Similarly, completely repairing a damaged boat that's sinking or capsized, whether due to being damaged or just hit with a capsize attack that automatically gave the condition, shouldn't automatically right the vessel. Just like being dropped below 0 hit points and being healed won't necessarily put a character back on their feet from the prone condition or put any items they dropped while unconscious back into their hands.


Pizza Lord wrote:

I think the implication is that getting a 'sinking' ship above 0 will stop it from sinking, but not necessarily reverse any sinking that it's done. For instance, when does a 'sinking' ship stop sinking and is just 'sunk'? When it hits the bottom? Is it still 'sinking'? It technically still has the sinking condition. Making it whole or completely undamaged isn't just going to bob it to the surface like a cork or flush all the water inside out into the surrounding water and cork it up while it ascends at some speed to the surface again.

Getting it above 0 removes the 'sinking' condition, leaving it at 'broken' until it's above half, at least in the Skull and Shackles Player's Guide. A sinking ship can't move or attack, and sinks in 10 rounds, and every 25 hp it takes takes away a round. If it sinks to the bottom, it's considered 'destroyed' and can't be salvaged or repaired.

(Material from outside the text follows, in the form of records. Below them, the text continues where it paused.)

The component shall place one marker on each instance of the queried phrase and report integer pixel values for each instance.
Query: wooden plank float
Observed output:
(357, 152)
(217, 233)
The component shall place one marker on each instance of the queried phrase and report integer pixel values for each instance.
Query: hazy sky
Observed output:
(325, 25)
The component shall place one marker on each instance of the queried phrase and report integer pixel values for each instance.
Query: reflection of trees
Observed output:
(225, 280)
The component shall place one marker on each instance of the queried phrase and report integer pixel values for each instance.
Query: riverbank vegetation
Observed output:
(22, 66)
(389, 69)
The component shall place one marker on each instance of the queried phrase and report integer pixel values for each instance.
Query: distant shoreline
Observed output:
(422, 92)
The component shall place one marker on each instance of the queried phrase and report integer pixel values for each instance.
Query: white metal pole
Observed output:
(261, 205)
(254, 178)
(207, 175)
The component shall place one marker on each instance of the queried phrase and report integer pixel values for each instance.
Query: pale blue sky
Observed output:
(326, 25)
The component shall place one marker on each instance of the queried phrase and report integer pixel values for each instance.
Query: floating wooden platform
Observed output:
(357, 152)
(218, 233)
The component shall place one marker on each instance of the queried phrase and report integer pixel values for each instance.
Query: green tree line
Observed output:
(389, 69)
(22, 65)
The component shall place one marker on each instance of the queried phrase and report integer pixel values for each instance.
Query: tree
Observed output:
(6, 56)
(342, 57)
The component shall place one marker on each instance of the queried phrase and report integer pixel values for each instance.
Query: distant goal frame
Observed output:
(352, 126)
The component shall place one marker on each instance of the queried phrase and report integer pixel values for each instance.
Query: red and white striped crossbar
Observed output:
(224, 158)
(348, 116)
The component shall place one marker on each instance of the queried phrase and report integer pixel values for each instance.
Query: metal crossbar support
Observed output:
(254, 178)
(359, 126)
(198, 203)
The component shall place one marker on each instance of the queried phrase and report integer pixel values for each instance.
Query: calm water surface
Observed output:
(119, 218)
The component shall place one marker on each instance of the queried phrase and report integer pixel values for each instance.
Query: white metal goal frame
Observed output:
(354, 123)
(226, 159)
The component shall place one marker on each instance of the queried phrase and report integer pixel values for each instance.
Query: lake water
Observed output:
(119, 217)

You can save it with 'make whole' or similar.

Skull and Shackles Player's Guide wrote:

Magic (such as make whole) can repair a sinking ship if the ship’s hit points are raised above 0, at which point the ship loses the sinking condition.

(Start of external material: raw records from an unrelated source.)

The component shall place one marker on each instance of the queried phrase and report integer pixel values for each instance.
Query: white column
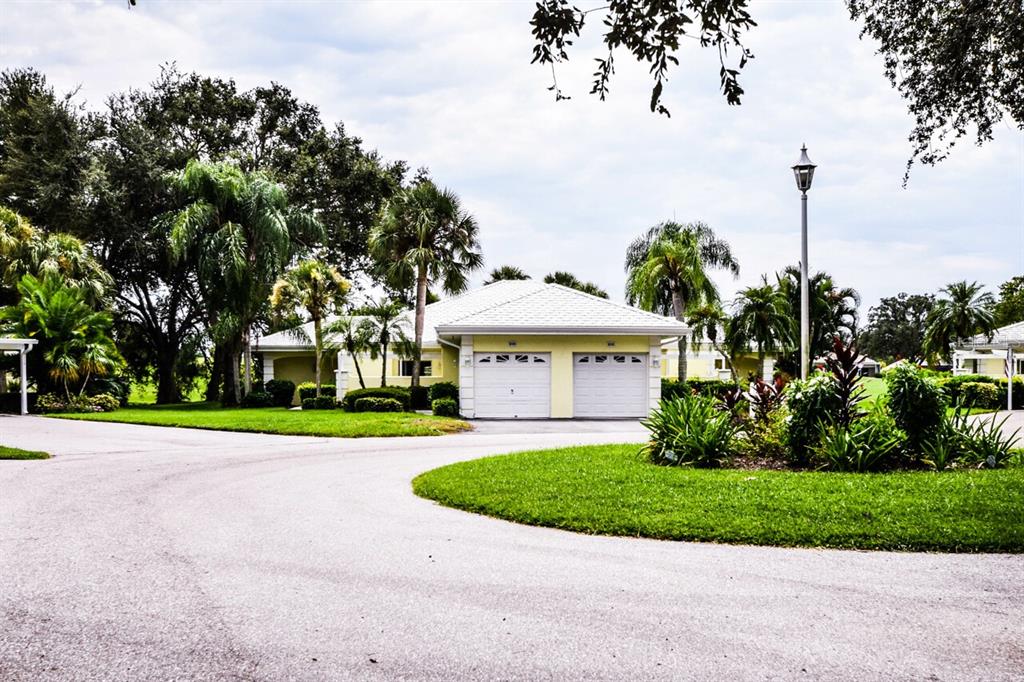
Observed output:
(25, 380)
(466, 402)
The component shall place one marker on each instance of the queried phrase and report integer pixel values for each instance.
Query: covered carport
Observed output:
(22, 347)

Not sure if that's reprinted anywhere or is superceded by something else, but it's a free download on Paizo's site. Sadly, no mentions of capsizing anywhere that I could find, but maybe there's something in the AP itself (which I don't have, or I would check)?

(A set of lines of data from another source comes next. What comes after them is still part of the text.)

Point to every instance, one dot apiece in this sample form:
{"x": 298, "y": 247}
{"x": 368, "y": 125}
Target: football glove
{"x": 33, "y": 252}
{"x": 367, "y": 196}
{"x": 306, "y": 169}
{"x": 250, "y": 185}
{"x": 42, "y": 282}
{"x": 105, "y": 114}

Im the gm, and ran it with the idea of 3.5 capsize in mind where a boat would flip over, but stay that way for a while, giving the players plenty of time to find a way to flip it over and/or heal it.
If someone can find where Pazio defined capsizing, I would appreciate it.
Also, just a heads up, but I dont run this encounter as a boat killer...
Ive always allowed players to just heal the boat a bit, do some engineering rp, and flip it back over.
Id 100% like to know the RAW, because the players deserve to know it, but honestly, I like the idea of it being able to be righted with some ingenuity.
Thanks for the responses.

Liberty's Edge

There are a few rules in Ultimate combat, but they are more appropriate for land vehicles.

The Skull & Shackles Player companion (a free download) has a bit more rules, but nothing about capsizing.
The only applicable stuff from Paizo that I have found is righting a "prone" vehicle (i.e. one overturned after a collision):

Quote:

It takes at least 5 full-round actions and a DC 25 Strength check from creatures adjacent to the vehicle to push a Large land or water vehicle up from being prone.

For every size category that the vehicle is larger than size Large, increase the number of full-round actions by three and the Strength check DC by 5.

You can try to get the Stormwrack PDF, it is the 3.5 sourcebook for water adventures and it has way more material.

The Exchange

Yeah, it's pretty much going to require magic, some extraordinary ability, or a lengthy and coordinated effort involving other boats.

Land rules aren't really applicable:
I have had practice in righting capsized craft as part of various water survival courses. Small ones like kayaks, canoes, or rowboats. Without something to brace yourself on, it is REALLY hard to get anything bigger than a canoe turned upright. It's not a matter of strength, it's a matter of newtonian physics. When you push up on something it pushes back down on you. On land that force is transferred into the earth. When you're treading water it just pushes you down and the boat doesn't rise much.

Even for canoes the easiest thing by far is to call your buddy over and use his canoe as a brace for draining and righting yours.